Acetylcholine Receptor Channels Activated by a Single Agonist Molecule

Abstract

The neuromuscular acetylcholine receptor (AChR) is an allosteric protein that alternatively adopts inactive versus active conformations (R↔R∗). The R∗ shape has a higher agonist affinity and ionic conductance than R. To understand how agonists trigger this gating isomerization, we examined single-channel currents from adult mouse muscle AChRs that isomerize normally without agonists but have only a single site able to use agonist binding energy to motivate gating. We estimated the monoliganded gating equilibrium constant E1 and the energy change associated with the R versus R∗ change in affinity for agonists.

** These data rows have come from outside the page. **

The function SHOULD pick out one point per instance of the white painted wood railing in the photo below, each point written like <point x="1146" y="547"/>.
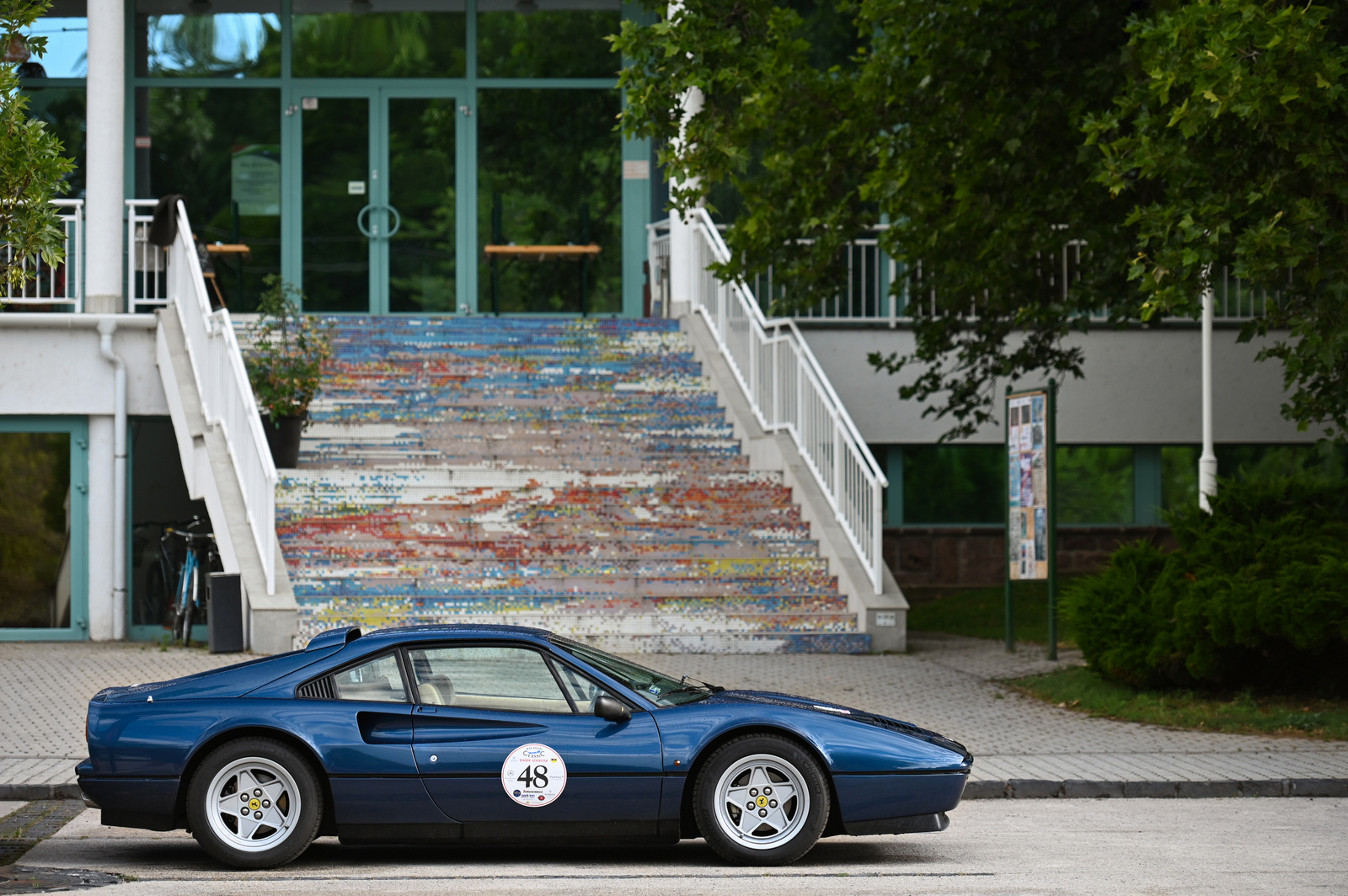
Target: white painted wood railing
<point x="789" y="392"/>
<point x="227" y="399"/>
<point x="54" y="283"/>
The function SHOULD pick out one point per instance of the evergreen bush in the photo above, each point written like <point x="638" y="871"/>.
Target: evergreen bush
<point x="1255" y="596"/>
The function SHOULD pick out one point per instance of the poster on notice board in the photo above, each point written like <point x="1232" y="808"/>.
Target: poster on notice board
<point x="1028" y="518"/>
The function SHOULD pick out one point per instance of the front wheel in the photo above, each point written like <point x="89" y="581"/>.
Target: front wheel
<point x="255" y="803"/>
<point x="762" y="799"/>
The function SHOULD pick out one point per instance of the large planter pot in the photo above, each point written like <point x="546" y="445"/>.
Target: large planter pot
<point x="283" y="438"/>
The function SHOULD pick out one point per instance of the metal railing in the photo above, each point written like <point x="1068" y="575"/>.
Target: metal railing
<point x="866" y="296"/>
<point x="788" y="391"/>
<point x="56" y="283"/>
<point x="227" y="399"/>
<point x="147" y="263"/>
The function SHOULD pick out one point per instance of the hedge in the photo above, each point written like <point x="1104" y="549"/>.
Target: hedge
<point x="1255" y="596"/>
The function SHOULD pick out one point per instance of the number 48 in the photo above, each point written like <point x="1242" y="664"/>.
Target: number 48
<point x="534" y="776"/>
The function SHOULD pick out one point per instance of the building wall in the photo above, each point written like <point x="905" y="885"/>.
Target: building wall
<point x="1141" y="387"/>
<point x="62" y="372"/>
<point x="959" y="557"/>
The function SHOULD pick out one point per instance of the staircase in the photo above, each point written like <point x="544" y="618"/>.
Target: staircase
<point x="575" y="475"/>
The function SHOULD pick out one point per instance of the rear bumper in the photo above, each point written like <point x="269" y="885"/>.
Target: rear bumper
<point x="134" y="802"/>
<point x="905" y="825"/>
<point x="893" y="798"/>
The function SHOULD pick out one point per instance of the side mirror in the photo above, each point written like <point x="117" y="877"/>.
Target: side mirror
<point x="611" y="709"/>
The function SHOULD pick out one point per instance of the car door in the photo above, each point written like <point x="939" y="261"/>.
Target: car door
<point x="498" y="725"/>
<point x="363" y="728"/>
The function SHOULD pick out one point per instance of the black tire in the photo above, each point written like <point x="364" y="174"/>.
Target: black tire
<point x="768" y="765"/>
<point x="259" y="767"/>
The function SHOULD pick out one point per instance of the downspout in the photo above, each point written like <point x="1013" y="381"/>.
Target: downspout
<point x="1208" y="461"/>
<point x="119" y="480"/>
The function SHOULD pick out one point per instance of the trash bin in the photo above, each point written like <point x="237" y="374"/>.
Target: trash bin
<point x="227" y="613"/>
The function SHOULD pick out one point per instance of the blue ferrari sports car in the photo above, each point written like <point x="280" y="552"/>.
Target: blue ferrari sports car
<point x="496" y="733"/>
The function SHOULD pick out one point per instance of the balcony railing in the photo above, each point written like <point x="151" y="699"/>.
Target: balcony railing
<point x="147" y="264"/>
<point x="56" y="285"/>
<point x="867" y="275"/>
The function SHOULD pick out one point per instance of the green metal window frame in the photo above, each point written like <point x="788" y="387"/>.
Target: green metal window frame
<point x="635" y="195"/>
<point x="78" y="430"/>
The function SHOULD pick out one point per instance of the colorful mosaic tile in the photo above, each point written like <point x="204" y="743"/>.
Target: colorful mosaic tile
<point x="572" y="475"/>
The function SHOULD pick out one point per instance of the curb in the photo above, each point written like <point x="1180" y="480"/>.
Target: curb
<point x="1029" y="788"/>
<point x="29" y="792"/>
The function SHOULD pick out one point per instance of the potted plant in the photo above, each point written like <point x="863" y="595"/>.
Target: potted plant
<point x="285" y="367"/>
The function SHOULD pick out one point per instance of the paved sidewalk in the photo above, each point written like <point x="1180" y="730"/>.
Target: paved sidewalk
<point x="1022" y="747"/>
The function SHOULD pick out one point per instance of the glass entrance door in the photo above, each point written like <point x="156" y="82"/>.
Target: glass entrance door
<point x="382" y="189"/>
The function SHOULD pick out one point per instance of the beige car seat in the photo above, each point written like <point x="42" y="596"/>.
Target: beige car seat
<point x="437" y="691"/>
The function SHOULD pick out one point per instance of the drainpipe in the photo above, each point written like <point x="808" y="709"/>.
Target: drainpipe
<point x="107" y="328"/>
<point x="1208" y="461"/>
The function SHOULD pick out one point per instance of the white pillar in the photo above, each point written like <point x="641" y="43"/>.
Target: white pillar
<point x="1208" y="461"/>
<point x="101" y="603"/>
<point x="105" y="121"/>
<point x="682" y="247"/>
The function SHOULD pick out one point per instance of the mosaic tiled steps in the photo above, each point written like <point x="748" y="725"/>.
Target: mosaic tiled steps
<point x="572" y="475"/>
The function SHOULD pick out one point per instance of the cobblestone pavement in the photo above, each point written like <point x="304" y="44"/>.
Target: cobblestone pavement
<point x="1058" y="848"/>
<point x="46" y="687"/>
<point x="947" y="684"/>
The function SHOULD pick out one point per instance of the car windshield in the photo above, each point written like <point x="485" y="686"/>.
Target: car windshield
<point x="660" y="689"/>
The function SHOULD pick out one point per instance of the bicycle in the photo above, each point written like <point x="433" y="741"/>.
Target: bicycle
<point x="157" y="599"/>
<point x="193" y="588"/>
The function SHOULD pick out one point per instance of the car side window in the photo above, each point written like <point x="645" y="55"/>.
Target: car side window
<point x="499" y="678"/>
<point x="581" y="689"/>
<point x="379" y="680"/>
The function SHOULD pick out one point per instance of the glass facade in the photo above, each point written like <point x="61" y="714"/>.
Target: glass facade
<point x="550" y="174"/>
<point x="173" y="40"/>
<point x="363" y="150"/>
<point x="332" y="42"/>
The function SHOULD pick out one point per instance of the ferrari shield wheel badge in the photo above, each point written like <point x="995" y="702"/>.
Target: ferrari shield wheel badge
<point x="534" y="775"/>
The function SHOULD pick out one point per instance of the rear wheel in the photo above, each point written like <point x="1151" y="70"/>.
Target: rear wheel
<point x="255" y="803"/>
<point x="762" y="801"/>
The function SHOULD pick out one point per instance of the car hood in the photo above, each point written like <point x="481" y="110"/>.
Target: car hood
<point x="837" y="711"/>
<point x="229" y="680"/>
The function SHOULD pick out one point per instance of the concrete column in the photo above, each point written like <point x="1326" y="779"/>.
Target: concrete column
<point x="105" y="195"/>
<point x="101" y="611"/>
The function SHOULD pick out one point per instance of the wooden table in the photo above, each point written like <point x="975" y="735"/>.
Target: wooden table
<point x="543" y="253"/>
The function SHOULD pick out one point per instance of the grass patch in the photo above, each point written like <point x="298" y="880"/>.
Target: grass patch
<point x="981" y="613"/>
<point x="1083" y="691"/>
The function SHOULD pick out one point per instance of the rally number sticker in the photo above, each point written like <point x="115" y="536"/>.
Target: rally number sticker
<point x="534" y="775"/>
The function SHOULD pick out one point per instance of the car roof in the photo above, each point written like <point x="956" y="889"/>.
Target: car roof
<point x="457" y="630"/>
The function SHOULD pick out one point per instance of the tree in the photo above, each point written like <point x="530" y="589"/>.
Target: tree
<point x="957" y="120"/>
<point x="976" y="128"/>
<point x="1238" y="123"/>
<point x="31" y="166"/>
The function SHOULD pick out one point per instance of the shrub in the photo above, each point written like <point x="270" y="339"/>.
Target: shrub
<point x="1255" y="596"/>
<point x="286" y="357"/>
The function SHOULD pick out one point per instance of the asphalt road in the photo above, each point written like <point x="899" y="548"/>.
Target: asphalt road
<point x="1134" y="846"/>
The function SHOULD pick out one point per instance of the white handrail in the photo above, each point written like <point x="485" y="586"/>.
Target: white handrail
<point x="789" y="391"/>
<point x="61" y="283"/>
<point x="227" y="399"/>
<point x="146" y="262"/>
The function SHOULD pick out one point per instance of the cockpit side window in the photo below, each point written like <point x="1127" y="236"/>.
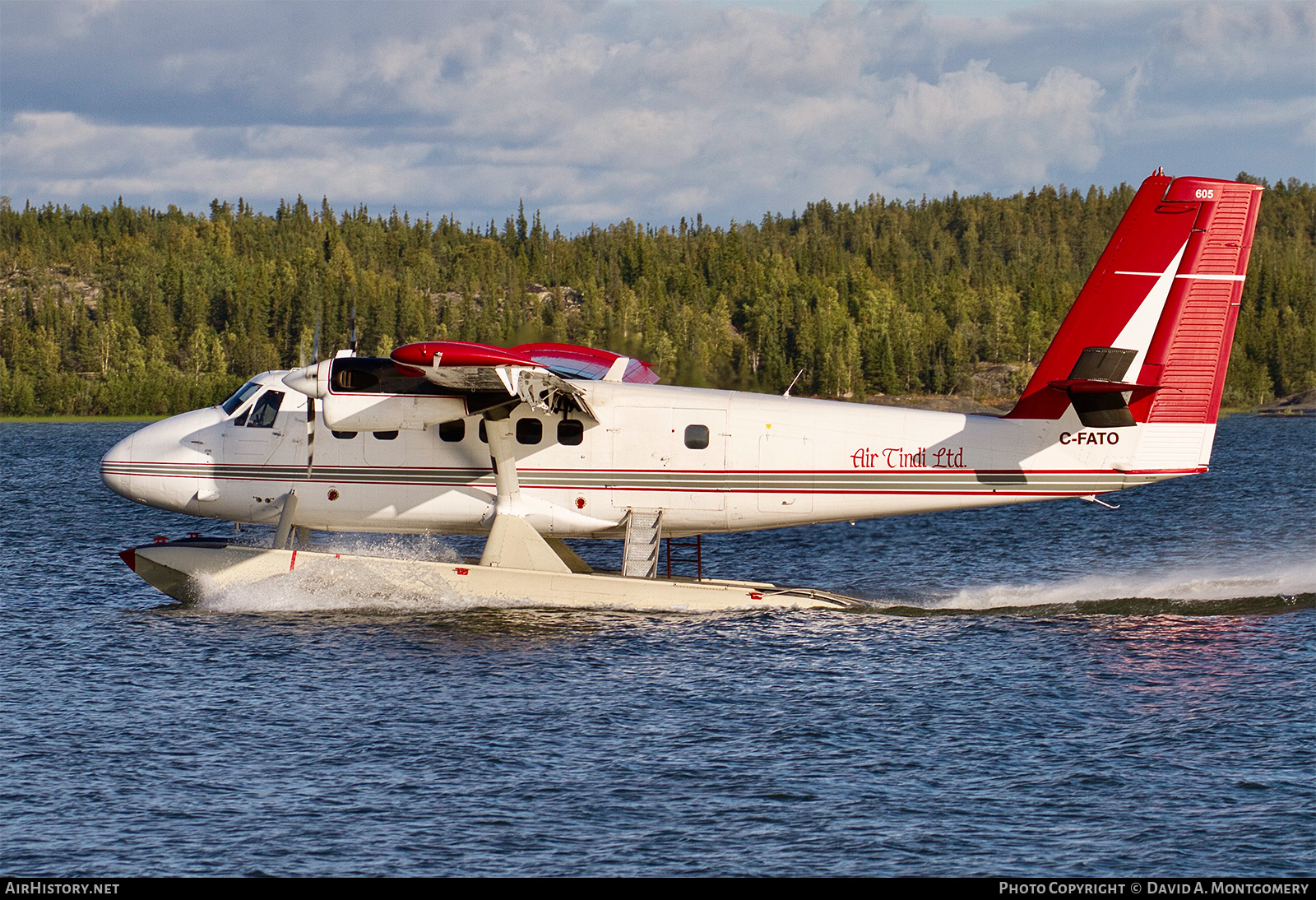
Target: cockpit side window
<point x="240" y="397"/>
<point x="263" y="411"/>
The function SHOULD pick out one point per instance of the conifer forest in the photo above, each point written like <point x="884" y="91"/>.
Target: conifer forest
<point x="127" y="311"/>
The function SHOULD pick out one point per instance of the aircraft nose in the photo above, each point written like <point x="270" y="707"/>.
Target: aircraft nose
<point x="116" y="467"/>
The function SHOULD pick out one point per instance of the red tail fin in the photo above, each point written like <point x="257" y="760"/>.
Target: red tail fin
<point x="1156" y="318"/>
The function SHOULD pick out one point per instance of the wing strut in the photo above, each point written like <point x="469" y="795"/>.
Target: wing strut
<point x="513" y="542"/>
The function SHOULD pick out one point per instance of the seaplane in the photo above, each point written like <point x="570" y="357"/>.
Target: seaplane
<point x="540" y="443"/>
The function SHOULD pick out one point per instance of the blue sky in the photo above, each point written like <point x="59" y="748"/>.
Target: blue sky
<point x="595" y="112"/>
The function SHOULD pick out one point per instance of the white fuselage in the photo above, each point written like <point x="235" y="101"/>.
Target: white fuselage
<point x="769" y="462"/>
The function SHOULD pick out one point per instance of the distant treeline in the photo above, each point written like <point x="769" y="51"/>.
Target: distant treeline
<point x="138" y="311"/>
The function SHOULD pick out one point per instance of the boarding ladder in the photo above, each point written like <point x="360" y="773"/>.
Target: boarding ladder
<point x="644" y="531"/>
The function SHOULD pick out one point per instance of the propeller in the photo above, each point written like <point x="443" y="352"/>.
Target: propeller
<point x="311" y="406"/>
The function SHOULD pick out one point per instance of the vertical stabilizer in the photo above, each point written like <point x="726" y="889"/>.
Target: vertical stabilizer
<point x="1148" y="337"/>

AChRs with only one operational binding site gave rise to a single population of currents, indicating that the two transmitter binding sites have approximately the same affinity for the transmitter ACh. The results indicated that E1 ≈ 4.3 × 10−3 with ACh, and ≈1.7 × 10−4 with the partial-agonist choline. From these values and the diliganded gating equilibrium constants, we estimate that the unliganded AChR gating constant is E0 ≈ 6.5 × 10−7. Gating changes the stability of the ligand-protein complex by ∼5.2 kcal/mol for ACh and ∼3.3 kcal/mol for choline.